Martes de la XXVI Semana Ordinaria

Job 3, 1-3. 11. 16. 12-15. 17. 20-23

Hemos oído la trágica lamentación de Job, ante la pérdida de sus hijos, de sus bienes, de la salud.  Job se sabe bueno y justo y no sabe a qué atribuir sus males.  Job intuye que la justicia y la sabiduría de Dios están en un espacio más allá de la experiencia humana, por esto desahoga su dolor.

Hemos oído una serie de porqués y paraqués que reflejan nuestras interrogantes ante el dolor, ante los sufrimientos, y la muerte.

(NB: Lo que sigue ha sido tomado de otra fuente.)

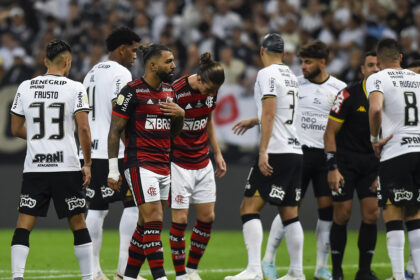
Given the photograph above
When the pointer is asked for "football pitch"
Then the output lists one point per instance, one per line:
(52, 257)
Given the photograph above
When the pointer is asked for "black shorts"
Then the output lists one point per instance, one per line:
(399, 181)
(283, 187)
(359, 172)
(315, 169)
(65, 189)
(98, 194)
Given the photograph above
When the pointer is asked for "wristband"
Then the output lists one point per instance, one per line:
(331, 161)
(114, 173)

Se ha dicho que el hacerse estas preguntas en algún modo expresa el reconocimiento de algo superior y determinante porque si de plano no se creyera en su existencia, esto significaría que dichas preguntas eran totalmente inútiles.

Sólo en Cristo, crucificado pero resucitado, el dolor encontrará la luz de esperanza que busca el hombre: el dolor no tiene la última palabra.

Lc 9, 51-56

Hemos comenzado a escuchar una parte especial del evangelio de Lucas, la parte que habla del gran viaje hacia Jerusalén, que culminará con la muerte de Jesús.  Todo es presentado como el cumplimiento de una misión; oímos el solemne inicio: «cuando ya se acercaba el tiempo en que tenía que salir de este mundo…»  Su muerte no es un acontecimiento fatal o casual.  Es cumplimiento de un plan, de allí la «firme determinación».

Pero entre Galilea y Judea se encontraba Samaria.  Sus habitantes eran mal vistos por los judíos, eran considerados entre paganos y cismáticos.  «Los judíos y los samaritanos no se tratan».  Los samaritanos pagaban el mal trato de los judíos molestando a los peregrinos que tenían que pasar por su territorio para ir al templo de Jerusalén.

La reacción de Santiago y Juan hace honor al apodo que les puso Jesús: «Boanergues»,  es decir, «Hijos del trueno» (Mc 5, 17).  El castigo que proponen es el que había infligido Elías a sus adversarios (2 Re 1,10).  Pero las palabras de Jesús: «El Hijo del hombre no ha venido a quitar la vida a nadie, sino a salvar a los hombres».

¿Sabemos nosotros de qué espíritu somos?  Es el mismo Espíritu del Señor.  ¿Nos dejamos mover por él?